Georg,
Your having brushed aside Florian’s comment, simply pointing out that the system to which he linked was different from the ones your showing now, is completely unacceptable and, whether you realize it or not (probably not), subjects the portfolio123 community, and by way of association, Portfolio123 as well, to ridicule (forum posts are not the only opinions expressed so don’t assume you truly know how you are perceived).
Florian is pointing out as politely as possible, that for all the backward-looking super-charts you post, you have shown no ability to actually deliver on anything when real money is invested. DMs have been around for seven years now and your track record is an embarrassment, which makes your recent amateur-hour cheap shot against the recent struggles of my Cherrypicking the Blue Chips model (which unlike anything you ever came out with, delivered a lot over a fair amount of time) all the more bizarre.

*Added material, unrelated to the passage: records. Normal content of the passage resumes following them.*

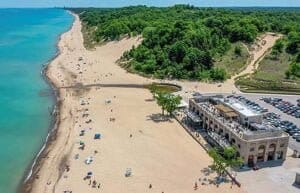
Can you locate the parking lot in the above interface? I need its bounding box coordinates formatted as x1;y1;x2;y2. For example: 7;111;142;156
237;94;300;152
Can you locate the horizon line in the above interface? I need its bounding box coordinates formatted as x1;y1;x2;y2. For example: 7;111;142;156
0;4;300;9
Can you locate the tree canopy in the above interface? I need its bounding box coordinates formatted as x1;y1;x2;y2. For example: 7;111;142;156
72;5;300;81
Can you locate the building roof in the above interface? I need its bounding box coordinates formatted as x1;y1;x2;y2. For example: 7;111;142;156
215;104;238;117
223;100;260;117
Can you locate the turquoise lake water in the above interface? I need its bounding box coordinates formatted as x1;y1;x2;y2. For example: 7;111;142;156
0;9;73;193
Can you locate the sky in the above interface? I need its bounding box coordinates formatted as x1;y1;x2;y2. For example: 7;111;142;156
0;0;300;8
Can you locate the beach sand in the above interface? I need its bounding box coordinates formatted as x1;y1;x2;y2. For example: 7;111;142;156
24;13;242;193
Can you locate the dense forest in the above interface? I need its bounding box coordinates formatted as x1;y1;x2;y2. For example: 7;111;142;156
72;5;300;81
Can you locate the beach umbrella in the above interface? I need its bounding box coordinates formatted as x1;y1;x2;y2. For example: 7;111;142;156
94;133;101;139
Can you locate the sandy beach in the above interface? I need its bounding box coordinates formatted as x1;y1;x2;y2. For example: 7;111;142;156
24;12;243;193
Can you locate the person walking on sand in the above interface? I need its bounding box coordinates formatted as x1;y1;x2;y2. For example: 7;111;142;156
194;182;198;190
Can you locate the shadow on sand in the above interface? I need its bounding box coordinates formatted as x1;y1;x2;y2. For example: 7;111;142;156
199;167;232;187
234;160;284;172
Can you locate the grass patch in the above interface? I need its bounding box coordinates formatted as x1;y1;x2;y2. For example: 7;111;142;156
214;42;249;76
145;83;181;93
235;38;300;94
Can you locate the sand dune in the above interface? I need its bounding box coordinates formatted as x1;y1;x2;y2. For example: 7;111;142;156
25;13;251;193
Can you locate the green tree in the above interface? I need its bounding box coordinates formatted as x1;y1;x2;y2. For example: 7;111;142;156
208;146;243;177
166;93;181;115
153;90;181;115
234;46;242;56
273;39;284;53
210;68;226;81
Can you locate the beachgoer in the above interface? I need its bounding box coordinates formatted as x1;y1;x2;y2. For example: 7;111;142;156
194;182;198;190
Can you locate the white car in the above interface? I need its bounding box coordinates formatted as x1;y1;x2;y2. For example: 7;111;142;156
85;156;94;165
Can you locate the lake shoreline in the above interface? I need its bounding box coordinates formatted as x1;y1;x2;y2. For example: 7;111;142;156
18;11;75;193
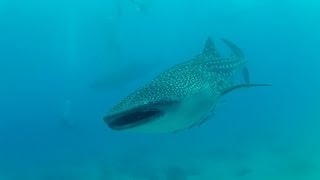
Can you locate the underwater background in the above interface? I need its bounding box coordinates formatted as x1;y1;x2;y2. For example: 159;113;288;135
0;0;320;180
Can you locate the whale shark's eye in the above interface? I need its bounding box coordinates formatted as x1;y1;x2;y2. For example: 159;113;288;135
109;109;163;128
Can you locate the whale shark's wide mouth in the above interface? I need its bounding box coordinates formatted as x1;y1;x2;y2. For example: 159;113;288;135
104;101;176;130
104;109;164;130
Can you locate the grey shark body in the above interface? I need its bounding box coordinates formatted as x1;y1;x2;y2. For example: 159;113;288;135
104;37;268;133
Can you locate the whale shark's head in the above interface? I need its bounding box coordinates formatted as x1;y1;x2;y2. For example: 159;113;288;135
104;101;178;130
104;38;270;133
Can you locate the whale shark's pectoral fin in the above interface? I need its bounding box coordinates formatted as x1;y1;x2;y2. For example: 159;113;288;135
221;84;271;95
202;37;220;58
221;38;244;58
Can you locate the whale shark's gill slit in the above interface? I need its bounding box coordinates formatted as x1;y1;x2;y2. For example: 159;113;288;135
109;109;163;128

Portfolio123 delivers a lot of great tools, but tools misused can lead to horrible things (give a chain saw to a five-year old to see what I mean — oops, another kiddie table-type metaphor). If you want to build credibility, you really need to cease and desist from using 1/2/2000 as start dates in charts you show on the forum (even though p123 let’s you do it). Limit your publicly-shared backtests to one year and be humble — unless and until you can start to show some measure of out-of-sample success.
I strongly suggest that you remove all of the charts you posted in this thread. Talk instead about your ideas, why you think they’ll work, and invite the p123 community to follow along in real time as you publicly trace forward progress (post more DMs, and rather than hiding from their out-of-sample results, evaluate and discuss them, and learn from them as you go).

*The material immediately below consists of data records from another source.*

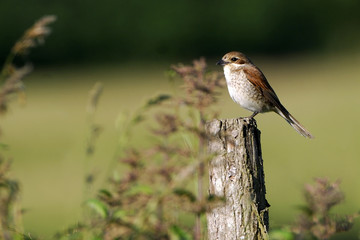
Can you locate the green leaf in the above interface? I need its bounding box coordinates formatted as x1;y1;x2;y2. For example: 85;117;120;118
85;199;109;218
170;225;192;240
269;228;295;240
174;188;196;202
145;94;171;108
127;184;154;196
113;209;128;219
99;189;112;198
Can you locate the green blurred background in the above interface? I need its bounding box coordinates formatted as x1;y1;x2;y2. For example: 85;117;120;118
0;0;360;239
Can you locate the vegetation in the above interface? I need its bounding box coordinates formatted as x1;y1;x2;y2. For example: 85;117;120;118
0;15;356;240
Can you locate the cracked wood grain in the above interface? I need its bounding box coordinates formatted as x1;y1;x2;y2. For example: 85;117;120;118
206;118;270;240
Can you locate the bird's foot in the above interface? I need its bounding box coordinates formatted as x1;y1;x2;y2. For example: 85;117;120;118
248;112;259;118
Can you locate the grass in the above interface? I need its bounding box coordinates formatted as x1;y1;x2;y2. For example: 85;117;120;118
1;54;360;239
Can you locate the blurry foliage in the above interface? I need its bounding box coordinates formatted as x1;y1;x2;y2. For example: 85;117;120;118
293;178;359;240
0;0;360;63
0;16;56;114
56;59;224;239
0;16;55;240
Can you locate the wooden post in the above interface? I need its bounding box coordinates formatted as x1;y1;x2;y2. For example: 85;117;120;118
206;118;270;240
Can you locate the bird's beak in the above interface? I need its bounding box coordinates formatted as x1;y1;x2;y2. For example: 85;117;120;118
216;59;228;66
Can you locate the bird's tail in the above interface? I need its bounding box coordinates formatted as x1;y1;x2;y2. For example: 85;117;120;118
276;107;314;138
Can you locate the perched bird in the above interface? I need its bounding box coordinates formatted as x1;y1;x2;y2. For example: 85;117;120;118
217;52;313;138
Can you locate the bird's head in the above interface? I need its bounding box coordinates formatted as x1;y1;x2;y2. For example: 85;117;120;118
216;52;251;68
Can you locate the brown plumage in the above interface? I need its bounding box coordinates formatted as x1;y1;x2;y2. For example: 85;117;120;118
217;52;313;138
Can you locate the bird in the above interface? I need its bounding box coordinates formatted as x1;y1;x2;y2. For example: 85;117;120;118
217;51;314;138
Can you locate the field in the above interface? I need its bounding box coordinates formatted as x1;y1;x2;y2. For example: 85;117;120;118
1;53;360;239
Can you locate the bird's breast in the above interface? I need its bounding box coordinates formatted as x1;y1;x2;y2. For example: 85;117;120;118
224;67;269;112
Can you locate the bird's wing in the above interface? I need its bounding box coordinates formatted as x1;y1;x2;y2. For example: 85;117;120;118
244;65;288;113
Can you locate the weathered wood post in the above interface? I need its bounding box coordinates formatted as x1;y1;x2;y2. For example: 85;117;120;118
206;118;270;240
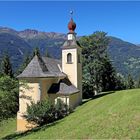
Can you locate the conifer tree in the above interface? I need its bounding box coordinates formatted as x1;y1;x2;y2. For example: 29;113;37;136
80;32;109;95
1;54;13;77
33;47;40;57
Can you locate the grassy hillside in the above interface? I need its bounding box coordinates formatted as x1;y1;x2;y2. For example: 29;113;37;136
1;89;140;139
0;118;16;139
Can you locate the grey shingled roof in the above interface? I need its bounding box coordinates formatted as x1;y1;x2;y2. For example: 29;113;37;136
48;78;79;95
62;40;81;49
18;55;66;78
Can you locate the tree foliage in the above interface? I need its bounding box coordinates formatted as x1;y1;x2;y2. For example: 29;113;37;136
24;99;69;126
80;31;126;95
0;76;18;119
1;54;13;77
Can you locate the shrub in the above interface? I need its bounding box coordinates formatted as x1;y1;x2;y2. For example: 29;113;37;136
25;100;55;125
55;99;70;119
24;100;69;126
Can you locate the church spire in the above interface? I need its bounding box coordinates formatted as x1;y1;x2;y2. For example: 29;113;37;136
68;11;76;33
68;11;76;40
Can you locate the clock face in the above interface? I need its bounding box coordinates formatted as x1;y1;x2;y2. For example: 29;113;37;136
68;34;72;40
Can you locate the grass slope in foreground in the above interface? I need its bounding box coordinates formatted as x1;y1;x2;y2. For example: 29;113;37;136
2;89;140;139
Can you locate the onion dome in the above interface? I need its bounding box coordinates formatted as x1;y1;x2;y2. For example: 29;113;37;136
68;18;76;33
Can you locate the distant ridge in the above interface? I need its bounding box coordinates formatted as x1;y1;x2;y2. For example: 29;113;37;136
0;26;140;78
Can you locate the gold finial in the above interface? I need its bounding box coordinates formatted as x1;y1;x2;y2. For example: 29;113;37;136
70;10;73;18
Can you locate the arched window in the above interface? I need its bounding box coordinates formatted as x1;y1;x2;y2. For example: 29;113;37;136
67;53;72;64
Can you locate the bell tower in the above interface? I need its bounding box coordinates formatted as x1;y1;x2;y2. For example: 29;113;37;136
62;11;82;103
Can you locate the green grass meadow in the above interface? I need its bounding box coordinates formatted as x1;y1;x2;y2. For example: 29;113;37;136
0;89;140;139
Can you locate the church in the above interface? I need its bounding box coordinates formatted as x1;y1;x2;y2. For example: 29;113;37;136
17;18;82;131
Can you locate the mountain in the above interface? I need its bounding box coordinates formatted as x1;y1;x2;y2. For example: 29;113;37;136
0;27;140;78
108;37;140;79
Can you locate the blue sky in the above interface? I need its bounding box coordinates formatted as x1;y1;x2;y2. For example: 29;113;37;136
0;1;140;44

But whatever you ultimately decide to do or not do, please stop assuming you are generating favorable impressions by acting as if your demonstrated ability to predict the past has any meaning besides a cute game.
Sorry to be so blunt, and I know posts like this don’t thrill Marco who would prefer to see a more collegial tone on the forum, as would we all. The reality, however, is that quants have been getting raked over the coals harshly and frequently in recent years and it’s been getting worse, not better. (The physics envy article Jim found, at my prompting, was just an early shot across the bow.) To try as best I can to preserve Portfolio123’s reputation and branding, it really is important, albeit regrettable and unpleasant, to make it clear that what you are doing in this thread, and others like it, is not at all representative of good use of the powerful and extremely beneficial tools Portfolio123 works hard to provide.
If you like public discussion of results, focus instead on what you discuss re: riding coat tails on ETFs. That’s actually a good idea and seeing another post in that thread from somebody who took 8 hours to create a csv of holdings to upload (ouch!!!) prompted me to communicate to Marco and Yuval off line about the need to really get serious about licensing ETF constituents. That sort of task should be do-able in 8 seconds (or less), not 8 hours. But working in this way as best you can with the capabilities at hand right now (you can create constituent files much more quickly if you stop feeling compelled to max out on backtest length) would make for much more interesting, valuable and credible forum discussion — but even here, exercise self-discipline and aim for what’s likely to be real, not super charts. At least this, unlike your business-cycle work, can give bona fide o-o-s results without waiting for years to pass.